Mulching is a valuable technique that's been used by gardeners for centuries. It provides moisture and temperature regulation for plant roots and soil, prevents or slows erosion, keeps competitive weeds at bay and keeps planting beds looking tidy. Organic mulches such as shredded bark, leaf mold or compost have the added benefit of enriching the soil over time, as the mulch breaks down and its component nutrients are released into the soil. Inorganic mulches like rubber, plastic or stone are used primarily to hold moisture and soil in place, and do not require frequent replenishment. Most plants will benefit throughout the year from this protection.
Apply organic mulch around the base of individual plants, covering the full diameter zone. Alternatively, cover the entire soil surface in garden beds and borders with multiple plants. Mulch around the bases of trees and shrubs out to past the drip line to cover the soil carrying the bulk of the plant roots. Apply with a shovel or your hands, and create a level layer with the tines or back of a rake.

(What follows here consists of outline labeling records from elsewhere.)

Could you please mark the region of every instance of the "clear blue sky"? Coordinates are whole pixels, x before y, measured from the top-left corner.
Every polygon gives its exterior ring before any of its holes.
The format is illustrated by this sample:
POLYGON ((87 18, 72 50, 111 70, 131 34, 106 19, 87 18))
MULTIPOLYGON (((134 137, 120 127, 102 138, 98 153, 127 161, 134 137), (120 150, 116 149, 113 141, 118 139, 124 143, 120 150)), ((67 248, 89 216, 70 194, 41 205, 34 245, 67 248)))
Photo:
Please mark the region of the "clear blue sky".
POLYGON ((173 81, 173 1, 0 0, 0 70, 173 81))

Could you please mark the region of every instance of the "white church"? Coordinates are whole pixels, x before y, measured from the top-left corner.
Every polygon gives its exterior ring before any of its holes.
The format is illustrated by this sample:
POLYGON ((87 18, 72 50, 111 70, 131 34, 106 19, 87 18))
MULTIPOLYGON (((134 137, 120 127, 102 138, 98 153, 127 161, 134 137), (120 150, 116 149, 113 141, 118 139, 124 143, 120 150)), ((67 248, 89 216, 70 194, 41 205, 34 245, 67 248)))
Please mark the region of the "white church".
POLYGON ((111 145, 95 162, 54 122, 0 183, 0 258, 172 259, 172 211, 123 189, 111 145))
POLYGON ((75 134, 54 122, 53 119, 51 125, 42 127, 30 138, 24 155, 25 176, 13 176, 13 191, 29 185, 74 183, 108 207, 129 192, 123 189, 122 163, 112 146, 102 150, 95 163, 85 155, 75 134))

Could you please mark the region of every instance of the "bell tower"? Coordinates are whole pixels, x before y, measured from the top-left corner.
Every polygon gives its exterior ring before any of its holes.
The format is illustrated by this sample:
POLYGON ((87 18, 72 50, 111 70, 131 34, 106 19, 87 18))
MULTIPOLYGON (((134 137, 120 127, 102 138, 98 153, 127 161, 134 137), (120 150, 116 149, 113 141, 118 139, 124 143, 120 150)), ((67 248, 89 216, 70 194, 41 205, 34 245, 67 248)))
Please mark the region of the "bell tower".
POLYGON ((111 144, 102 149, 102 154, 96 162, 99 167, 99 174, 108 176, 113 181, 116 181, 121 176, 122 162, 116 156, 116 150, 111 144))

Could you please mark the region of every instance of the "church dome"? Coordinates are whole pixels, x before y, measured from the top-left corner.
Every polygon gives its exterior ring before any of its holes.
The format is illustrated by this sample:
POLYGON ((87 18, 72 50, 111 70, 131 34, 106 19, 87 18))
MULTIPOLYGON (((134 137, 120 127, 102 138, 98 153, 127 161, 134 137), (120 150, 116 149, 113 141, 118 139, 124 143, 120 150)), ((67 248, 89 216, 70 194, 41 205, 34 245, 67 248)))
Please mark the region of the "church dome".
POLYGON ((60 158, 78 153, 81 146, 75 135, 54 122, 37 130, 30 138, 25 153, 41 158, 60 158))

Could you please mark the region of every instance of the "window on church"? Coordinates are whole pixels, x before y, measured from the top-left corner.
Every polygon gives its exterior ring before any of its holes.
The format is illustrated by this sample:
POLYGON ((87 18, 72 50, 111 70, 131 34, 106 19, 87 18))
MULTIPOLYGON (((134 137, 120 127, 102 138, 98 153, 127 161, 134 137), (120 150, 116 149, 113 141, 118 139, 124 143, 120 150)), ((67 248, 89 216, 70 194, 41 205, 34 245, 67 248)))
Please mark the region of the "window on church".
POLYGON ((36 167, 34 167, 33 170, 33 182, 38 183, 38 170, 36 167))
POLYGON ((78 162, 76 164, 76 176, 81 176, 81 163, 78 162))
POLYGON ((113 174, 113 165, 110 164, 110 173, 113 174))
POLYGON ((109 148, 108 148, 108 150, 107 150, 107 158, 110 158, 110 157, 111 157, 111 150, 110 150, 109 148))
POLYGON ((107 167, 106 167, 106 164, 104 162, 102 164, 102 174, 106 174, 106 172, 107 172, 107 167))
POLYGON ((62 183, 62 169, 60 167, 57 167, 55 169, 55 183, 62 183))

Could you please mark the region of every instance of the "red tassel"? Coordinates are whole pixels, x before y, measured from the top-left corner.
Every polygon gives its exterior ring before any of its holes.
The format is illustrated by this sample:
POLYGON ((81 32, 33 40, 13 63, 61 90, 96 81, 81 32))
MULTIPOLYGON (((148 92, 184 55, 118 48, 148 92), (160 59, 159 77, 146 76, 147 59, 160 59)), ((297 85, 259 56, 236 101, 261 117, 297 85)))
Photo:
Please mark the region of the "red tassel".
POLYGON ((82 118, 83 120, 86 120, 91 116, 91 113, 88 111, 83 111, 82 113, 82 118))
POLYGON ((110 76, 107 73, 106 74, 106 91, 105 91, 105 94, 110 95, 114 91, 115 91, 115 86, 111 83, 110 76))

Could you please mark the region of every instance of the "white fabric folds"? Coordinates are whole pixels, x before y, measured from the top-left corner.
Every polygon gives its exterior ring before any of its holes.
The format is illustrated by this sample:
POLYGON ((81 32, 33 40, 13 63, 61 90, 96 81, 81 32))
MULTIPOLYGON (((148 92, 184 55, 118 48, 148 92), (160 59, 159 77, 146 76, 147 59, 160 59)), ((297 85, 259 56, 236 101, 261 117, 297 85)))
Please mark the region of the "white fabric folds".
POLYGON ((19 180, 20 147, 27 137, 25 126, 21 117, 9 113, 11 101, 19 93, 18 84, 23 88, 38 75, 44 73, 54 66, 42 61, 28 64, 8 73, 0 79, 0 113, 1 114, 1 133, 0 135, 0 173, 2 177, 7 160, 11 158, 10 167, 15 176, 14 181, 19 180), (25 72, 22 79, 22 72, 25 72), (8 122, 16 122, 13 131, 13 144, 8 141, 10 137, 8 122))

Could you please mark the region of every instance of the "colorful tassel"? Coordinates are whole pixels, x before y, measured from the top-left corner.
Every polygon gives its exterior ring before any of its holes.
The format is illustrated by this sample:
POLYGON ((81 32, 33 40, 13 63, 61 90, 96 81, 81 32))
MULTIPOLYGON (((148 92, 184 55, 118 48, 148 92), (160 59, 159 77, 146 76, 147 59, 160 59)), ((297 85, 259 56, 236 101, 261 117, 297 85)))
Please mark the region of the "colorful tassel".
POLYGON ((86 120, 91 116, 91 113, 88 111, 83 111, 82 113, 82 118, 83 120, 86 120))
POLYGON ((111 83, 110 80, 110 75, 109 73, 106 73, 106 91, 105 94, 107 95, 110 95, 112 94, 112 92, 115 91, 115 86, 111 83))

Place the mulch under the plant several inches out from the main stem or trunk, and continue the mulch layer to out past the drip line of the plant. Do not push mulch right up against the plant trunk or stem, as this can trap moisture and create conditions for disease. Depending on the size of the plant or tree, a buffer of several inches is sufficient. The smaller the plant, the smaller the mulch-free buffer zone should be.
Lay mulch in an even blanket over the soil in depths from 1 inch to 4 inches. Typically 1 to 3 inches is adequate for moisture retention, erosion control and temperature regulation. Mulch up to 4 inches deep when protecting plants, roots and bulbs from cold winter temperatures and wind. Mulch up to 4 inches in warm and dry climates for plants that prefer cool roots.